慢性疼痛是镰状细胞病(SCD)的一种主要合并症。针灸是一种治疗疼痛的非阿片类且无成瘾性的疗法,在早期一项回顾性研究中发现,它能减轻大多数(80%)SCD患者的疼痛。我们观察到,电针(EA)可减轻SCD转基因小鼠的痛觉过敏,镇痛效果从高到中再到无反应各不相同。有趣的是,反应较差的小鼠脊髓中显示出高水平的P物质(SP),这是一种慢性疼痛介质,同时还有活性p38丝裂原活化蛋白激酶(MAPK)。本研究旨在探究抑制SP以及SP激活的p38 MAPK在对EA干预反应较差(中度/无反应)的镰状小鼠慢性疼痛中的作用。将被定义为对EA中度和无反应的SCD人源化小鼠模型腹腔注射SP受体NK1R拮抗剂(奈妥吡坦,10毫克/千克/天,腹腔注射)或p38 MAPK抑制剂(SB203580,10毫克/千克/天,腹腔注射),单独使用或与EA联合使用(针刺穴位GB30,每3天一次,直至第12天)。

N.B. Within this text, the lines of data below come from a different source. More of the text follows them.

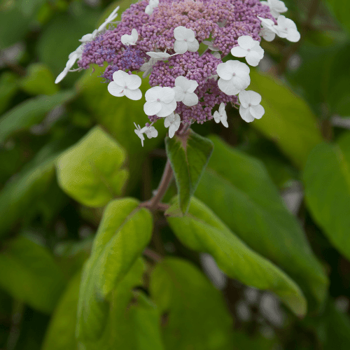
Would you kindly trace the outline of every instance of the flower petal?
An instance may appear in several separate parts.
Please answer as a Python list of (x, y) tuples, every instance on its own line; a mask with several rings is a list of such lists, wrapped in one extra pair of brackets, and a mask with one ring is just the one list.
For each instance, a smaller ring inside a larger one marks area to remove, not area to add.
[(185, 106), (195, 106), (198, 103), (198, 96), (195, 92), (186, 92), (182, 102)]
[(162, 109), (160, 111), (156, 113), (158, 117), (164, 118), (169, 115), (171, 113), (174, 112), (176, 109), (177, 104), (175, 99), (172, 101), (169, 104), (164, 104), (164, 102), (160, 102), (162, 106)]
[(187, 38), (186, 29), (187, 28), (183, 27), (182, 25), (176, 27), (174, 29), (174, 37), (176, 40), (181, 40), (181, 41)]
[(160, 102), (148, 101), (144, 104), (144, 111), (147, 115), (154, 115), (161, 109), (162, 104)]
[(186, 41), (181, 41), (179, 40), (176, 40), (174, 43), (174, 50), (176, 53), (183, 54), (187, 51), (188, 46)]
[(253, 66), (256, 66), (261, 61), (261, 55), (256, 51), (250, 51), (246, 56), (246, 62)]
[(175, 101), (179, 102), (185, 97), (185, 92), (182, 88), (174, 86), (173, 90), (175, 92)]
[(135, 74), (127, 74), (127, 76), (125, 76), (125, 80), (127, 88), (130, 90), (138, 89), (142, 83), (141, 78)]
[(230, 80), (225, 80), (220, 78), (218, 80), (218, 86), (223, 92), (225, 92), (226, 94), (230, 96), (238, 94), (240, 90), (237, 89), (233, 84), (232, 79), (230, 79)]
[(137, 101), (141, 99), (142, 97), (142, 92), (140, 89), (135, 90), (130, 90), (125, 89), (125, 96), (130, 99), (133, 99), (134, 101)]
[(238, 38), (237, 43), (241, 48), (248, 50), (252, 48), (254, 43), (254, 39), (248, 35), (242, 35)]
[(245, 108), (242, 106), (239, 107), (239, 114), (241, 118), (246, 122), (251, 122), (254, 120), (254, 117), (249, 113), (249, 108)]
[(231, 49), (231, 54), (235, 57), (245, 57), (248, 51), (246, 50), (241, 48), (239, 46), (234, 46), (234, 48)]
[(127, 90), (115, 84), (114, 81), (111, 81), (108, 84), (107, 89), (108, 90), (108, 92), (111, 95), (115, 96), (117, 97), (121, 97), (122, 96), (124, 96), (125, 94), (125, 91)]
[(187, 50), (190, 51), (191, 52), (195, 52), (198, 51), (200, 48), (200, 43), (197, 39), (195, 39), (193, 41), (187, 41)]
[(265, 109), (261, 104), (252, 106), (249, 108), (250, 113), (256, 119), (260, 119), (265, 113)]
[(169, 104), (175, 99), (175, 91), (174, 91), (172, 88), (169, 88), (168, 86), (162, 88), (160, 94), (160, 101), (164, 104)]

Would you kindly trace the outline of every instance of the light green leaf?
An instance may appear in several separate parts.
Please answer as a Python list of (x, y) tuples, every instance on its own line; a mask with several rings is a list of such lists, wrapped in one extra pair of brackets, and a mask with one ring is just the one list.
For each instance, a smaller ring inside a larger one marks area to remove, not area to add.
[(249, 89), (261, 94), (263, 117), (251, 123), (276, 143), (298, 167), (302, 167), (312, 149), (322, 141), (317, 120), (307, 104), (282, 82), (251, 71)]
[(304, 169), (307, 204), (332, 244), (350, 259), (350, 133), (318, 145)]
[(186, 213), (190, 200), (208, 164), (213, 143), (190, 130), (183, 135), (167, 136), (165, 147), (174, 171), (180, 209)]
[(191, 263), (165, 258), (150, 275), (150, 290), (167, 319), (162, 328), (167, 350), (232, 348), (232, 319), (223, 298)]
[(0, 144), (15, 132), (27, 130), (40, 123), (51, 109), (74, 96), (74, 90), (62, 91), (53, 96), (38, 96), (16, 106), (0, 118)]
[(103, 206), (122, 192), (128, 172), (120, 169), (125, 150), (99, 127), (95, 127), (58, 159), (59, 186), (88, 206)]
[(320, 307), (327, 277), (264, 165), (218, 137), (211, 139), (215, 150), (195, 195), (252, 249), (295, 279), (310, 309)]
[(27, 76), (20, 80), (22, 89), (31, 94), (54, 94), (58, 91), (51, 71), (43, 63), (34, 63), (27, 69)]
[(0, 76), (0, 113), (7, 108), (18, 90), (16, 76), (8, 71), (3, 73)]
[(138, 205), (126, 198), (111, 202), (104, 211), (81, 282), (78, 335), (83, 340), (97, 341), (102, 336), (108, 295), (150, 239), (152, 216)]
[(50, 253), (24, 237), (4, 243), (0, 270), (1, 288), (41, 312), (53, 310), (65, 285)]
[(80, 278), (79, 272), (62, 293), (50, 321), (41, 350), (77, 350), (75, 331)]
[(305, 315), (307, 303), (298, 286), (276, 266), (252, 251), (198, 200), (192, 198), (185, 217), (168, 217), (167, 220), (185, 246), (213, 255), (230, 277), (247, 286), (272, 290), (295, 314)]
[(350, 32), (350, 4), (346, 0), (326, 0), (328, 7), (333, 13), (339, 23)]

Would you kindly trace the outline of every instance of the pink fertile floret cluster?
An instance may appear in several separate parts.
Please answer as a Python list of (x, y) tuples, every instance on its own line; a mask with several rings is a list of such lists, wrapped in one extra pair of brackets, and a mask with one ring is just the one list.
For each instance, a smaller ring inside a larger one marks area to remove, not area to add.
[[(197, 121), (202, 124), (212, 119), (211, 111), (221, 102), (234, 104), (237, 96), (229, 96), (218, 87), (215, 77), (218, 65), (237, 45), (239, 36), (248, 35), (260, 41), (259, 32), (260, 20), (257, 18), (276, 20), (270, 8), (259, 0), (160, 0), (159, 5), (150, 15), (145, 13), (148, 0), (134, 4), (122, 15), (121, 21), (112, 30), (107, 30), (84, 47), (81, 59), (78, 64), (88, 69), (92, 64), (107, 66), (103, 76), (112, 80), (113, 74), (118, 70), (139, 71), (148, 60), (148, 51), (165, 51), (174, 54), (174, 29), (178, 26), (191, 29), (200, 43), (211, 38), (212, 44), (220, 55), (218, 58), (208, 50), (201, 56), (197, 52), (187, 51), (183, 55), (169, 57), (168, 62), (158, 61), (153, 66), (149, 76), (151, 87), (174, 88), (175, 78), (183, 76), (195, 80), (198, 87), (195, 93), (199, 103), (187, 106), (177, 102), (175, 113), (185, 122)], [(136, 29), (139, 38), (134, 46), (125, 46), (120, 40), (124, 34), (130, 35)], [(155, 115), (148, 117), (155, 121)]]

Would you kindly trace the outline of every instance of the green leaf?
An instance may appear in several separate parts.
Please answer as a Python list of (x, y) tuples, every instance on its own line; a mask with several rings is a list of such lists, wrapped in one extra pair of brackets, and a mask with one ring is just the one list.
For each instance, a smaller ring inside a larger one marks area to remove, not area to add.
[(16, 106), (0, 118), (0, 144), (15, 132), (40, 123), (48, 112), (67, 102), (74, 95), (74, 90), (62, 91), (53, 96), (38, 96)]
[(150, 290), (167, 320), (162, 328), (167, 350), (232, 348), (232, 319), (223, 298), (192, 264), (164, 259), (152, 272)]
[(322, 141), (317, 120), (307, 104), (276, 78), (251, 71), (250, 89), (262, 97), (264, 116), (252, 126), (275, 141), (295, 165), (302, 167)]
[(247, 286), (272, 290), (295, 314), (304, 316), (306, 300), (298, 286), (276, 266), (252, 251), (198, 200), (192, 198), (185, 217), (168, 217), (167, 220), (185, 246), (213, 255), (230, 277)]
[[(144, 111), (144, 98), (132, 101), (125, 96), (115, 97), (107, 90), (107, 84), (102, 83), (99, 78), (106, 67), (94, 67), (95, 71), (91, 74), (90, 71), (79, 79), (76, 89), (79, 92), (81, 103), (99, 124), (104, 127), (111, 135), (126, 150), (128, 155), (128, 167), (131, 174), (130, 181), (134, 184), (141, 175), (143, 159), (150, 150), (153, 149), (163, 141), (167, 130), (160, 120), (155, 124), (158, 130), (158, 136), (146, 139), (142, 147), (140, 139), (135, 134), (136, 125), (144, 125), (148, 118)], [(138, 75), (141, 76), (141, 74)], [(144, 96), (150, 89), (148, 80), (142, 79), (140, 89)], [(131, 186), (133, 184), (130, 184)]]
[(318, 145), (304, 169), (307, 204), (325, 234), (350, 259), (350, 133)]
[(95, 127), (58, 159), (59, 186), (88, 206), (103, 206), (122, 194), (129, 176), (120, 169), (125, 150), (99, 127)]
[(48, 188), (55, 177), (52, 160), (22, 172), (0, 192), (0, 237), (18, 224), (27, 208)]
[(213, 143), (190, 130), (183, 135), (167, 136), (165, 147), (174, 171), (180, 209), (186, 213), (190, 200), (213, 152)]
[(50, 253), (24, 237), (4, 242), (0, 286), (13, 298), (50, 314), (64, 288), (63, 274)]
[(81, 272), (76, 274), (62, 293), (46, 331), (41, 350), (76, 350), (76, 313)]
[(97, 341), (107, 321), (111, 292), (142, 253), (152, 235), (152, 216), (136, 200), (115, 200), (106, 208), (84, 267), (78, 335)]
[(51, 71), (43, 63), (34, 63), (27, 76), (20, 80), (22, 89), (31, 94), (54, 94), (58, 91)]
[(215, 150), (195, 195), (252, 249), (295, 279), (309, 309), (321, 306), (327, 277), (265, 167), (218, 137), (211, 139)]
[(0, 113), (7, 108), (18, 90), (16, 76), (8, 71), (3, 73), (0, 76)]
[(350, 32), (350, 4), (346, 0), (326, 0), (329, 8), (333, 13), (339, 23)]

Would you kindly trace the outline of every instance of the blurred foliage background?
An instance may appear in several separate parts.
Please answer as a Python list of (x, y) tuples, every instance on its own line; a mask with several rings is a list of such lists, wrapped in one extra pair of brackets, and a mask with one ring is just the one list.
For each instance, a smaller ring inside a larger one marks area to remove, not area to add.
[[(113, 349), (124, 342), (129, 344), (124, 349), (162, 349), (160, 337), (164, 349), (180, 350), (350, 349), (350, 3), (285, 3), (302, 39), (262, 42), (265, 57), (251, 70), (250, 88), (262, 97), (263, 118), (247, 124), (232, 108), (228, 129), (214, 122), (193, 125), (200, 134), (211, 135), (216, 146), (195, 195), (250, 248), (298, 283), (308, 314), (298, 318), (274, 294), (227, 278), (211, 255), (179, 241), (176, 223), (170, 223), (171, 230), (157, 214), (150, 247), (173, 256), (168, 263), (188, 286), (188, 294), (169, 297), (177, 310), (172, 319), (178, 323), (178, 333), (169, 330), (166, 313), (159, 321), (160, 335), (144, 321), (153, 318), (158, 324), (155, 305), (167, 311), (162, 293), (167, 295), (167, 288), (173, 288), (168, 284), (157, 290), (155, 281), (162, 273), (158, 267), (150, 286), (140, 285), (139, 278), (128, 281), (130, 288), (139, 286), (133, 292), (139, 296), (133, 298), (141, 306), (132, 307), (129, 318), (120, 317), (116, 328), (124, 328), (115, 339), (122, 340)], [(143, 100), (109, 95), (99, 69), (69, 73), (59, 85), (54, 83), (78, 40), (92, 33), (116, 4), (121, 13), (130, 2), (0, 1), (1, 350), (78, 349), (81, 269), (112, 197), (70, 192), (56, 174), (62, 154), (92, 133), (108, 139), (99, 146), (118, 153), (115, 162), (124, 169), (123, 181), (128, 178), (116, 197), (146, 200), (160, 180), (166, 130), (157, 123), (158, 137), (141, 146), (133, 122), (147, 121)], [(77, 167), (83, 166), (86, 150), (79, 150)], [(166, 200), (175, 193), (173, 182)], [(293, 242), (302, 230), (329, 281), (312, 280), (309, 262), (299, 256), (304, 246), (298, 251)], [(154, 262), (144, 261), (147, 281)], [(142, 295), (152, 296), (151, 304)], [(135, 335), (125, 323), (133, 325), (139, 342), (127, 343)], [(217, 339), (202, 344), (216, 328)]]

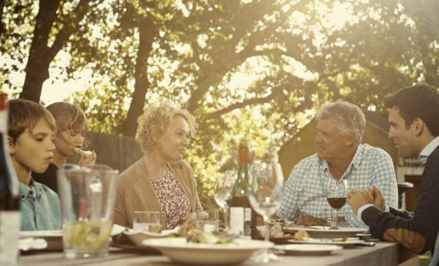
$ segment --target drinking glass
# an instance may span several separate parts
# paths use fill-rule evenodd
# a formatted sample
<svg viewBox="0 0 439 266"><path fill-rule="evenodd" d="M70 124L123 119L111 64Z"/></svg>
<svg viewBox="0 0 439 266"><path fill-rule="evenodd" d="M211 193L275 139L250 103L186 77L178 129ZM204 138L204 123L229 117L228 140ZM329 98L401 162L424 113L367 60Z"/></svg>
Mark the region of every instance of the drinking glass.
<svg viewBox="0 0 439 266"><path fill-rule="evenodd" d="M107 256L119 172L97 165L62 165L58 183L68 258Z"/></svg>
<svg viewBox="0 0 439 266"><path fill-rule="evenodd" d="M281 205L283 195L283 174L278 163L261 163L253 165L250 175L248 199L252 208L263 218L264 239L270 239L268 221ZM277 256L265 250L254 258L266 263L278 260Z"/></svg>
<svg viewBox="0 0 439 266"><path fill-rule="evenodd" d="M338 223L338 210L346 204L348 196L348 181L344 179L330 178L328 182L327 199L329 206L335 211L335 217L333 223L333 228L337 228Z"/></svg>
<svg viewBox="0 0 439 266"><path fill-rule="evenodd" d="M198 210L196 212L196 227L204 231L218 232L220 220L217 210Z"/></svg>
<svg viewBox="0 0 439 266"><path fill-rule="evenodd" d="M136 210L132 226L134 230L160 232L162 228L160 212Z"/></svg>
<svg viewBox="0 0 439 266"><path fill-rule="evenodd" d="M215 180L215 186L213 187L215 201L223 210L225 228L227 228L228 223L227 222L227 211L228 208L227 200L230 198L234 176L236 176L236 172L235 171L226 173L226 176L217 178Z"/></svg>

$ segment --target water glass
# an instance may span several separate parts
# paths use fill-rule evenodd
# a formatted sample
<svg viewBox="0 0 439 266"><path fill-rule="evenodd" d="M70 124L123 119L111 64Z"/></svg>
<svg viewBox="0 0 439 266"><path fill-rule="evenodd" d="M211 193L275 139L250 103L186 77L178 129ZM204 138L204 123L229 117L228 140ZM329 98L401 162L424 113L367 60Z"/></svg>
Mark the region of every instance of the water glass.
<svg viewBox="0 0 439 266"><path fill-rule="evenodd" d="M160 232L162 224L158 211L135 211L133 229Z"/></svg>
<svg viewBox="0 0 439 266"><path fill-rule="evenodd" d="M226 173L226 176L217 178L215 180L215 186L213 187L213 198L215 202L222 209L224 213L225 228L227 228L227 213L228 206L227 201L230 198L230 192L232 191L232 185L234 179L236 178L236 172L228 171Z"/></svg>
<svg viewBox="0 0 439 266"><path fill-rule="evenodd" d="M198 210L196 212L196 227L204 231L218 232L220 220L217 210Z"/></svg>
<svg viewBox="0 0 439 266"><path fill-rule="evenodd" d="M269 241L268 221L281 205L283 195L283 175L277 162L255 164L248 188L248 200L252 208L262 215L264 221L264 239ZM267 263L278 260L277 256L265 250L253 258L255 262Z"/></svg>
<svg viewBox="0 0 439 266"><path fill-rule="evenodd" d="M58 169L67 258L108 255L118 176L117 171L102 165L64 165Z"/></svg>

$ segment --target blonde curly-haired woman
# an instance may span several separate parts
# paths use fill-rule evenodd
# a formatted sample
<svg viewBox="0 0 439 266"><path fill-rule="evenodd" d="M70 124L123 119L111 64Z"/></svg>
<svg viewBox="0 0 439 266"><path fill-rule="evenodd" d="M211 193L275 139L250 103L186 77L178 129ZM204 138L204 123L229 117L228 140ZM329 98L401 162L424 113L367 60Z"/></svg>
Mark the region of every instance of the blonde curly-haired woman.
<svg viewBox="0 0 439 266"><path fill-rule="evenodd" d="M121 173L113 220L132 228L134 212L160 211L165 229L202 210L192 168L183 160L196 123L187 110L169 101L150 108L139 120L143 156Z"/></svg>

测量对机械、热和冷刺激以及深部组织的痛觉过敏情况。使用蛋白质印迹法对腰脊髓中磷酸化的p38 MAPK(磷酸化p38 MAPK)进行定量分析。使用免疫组织化学染色和共聚焦显微镜检查脊髓背角中磷酸化p38 MAPK的核转位情况。在对EA反应较差的小鼠中,EA与奈妥吡坦联合治疗显著增强了EA对反应较差小鼠在机械、热痛、冷痛和深部组织疼痛方面的镇痛效果,并降低了腰脊髓中p38 MAPK的磷酸化及其在脊髓背角的核转位。此外,EA与SB203580联合治疗显著改善了EA对机械性和热痛觉过敏的镇痛效果,但对冷痛或深部组织痛觉过敏无效。然而,仅额外进行EA治疗,或单独给予奈妥吡坦或SB203580均未产生镇痛效果。这些结果表明,SP通过脊髓磷酸化p38 MAPK信号通路在维持SCD慢性疼痛中起关键作用,这可能会阻碍EA在反应较差小鼠中的效果。抑制SP信号通路或p38 MAPK的活性可显著改善SCD中对EA反应较差小鼠的EA镇痛效果,这为治疗SCD患者的慢性疼痛提供了一种有前景的方法。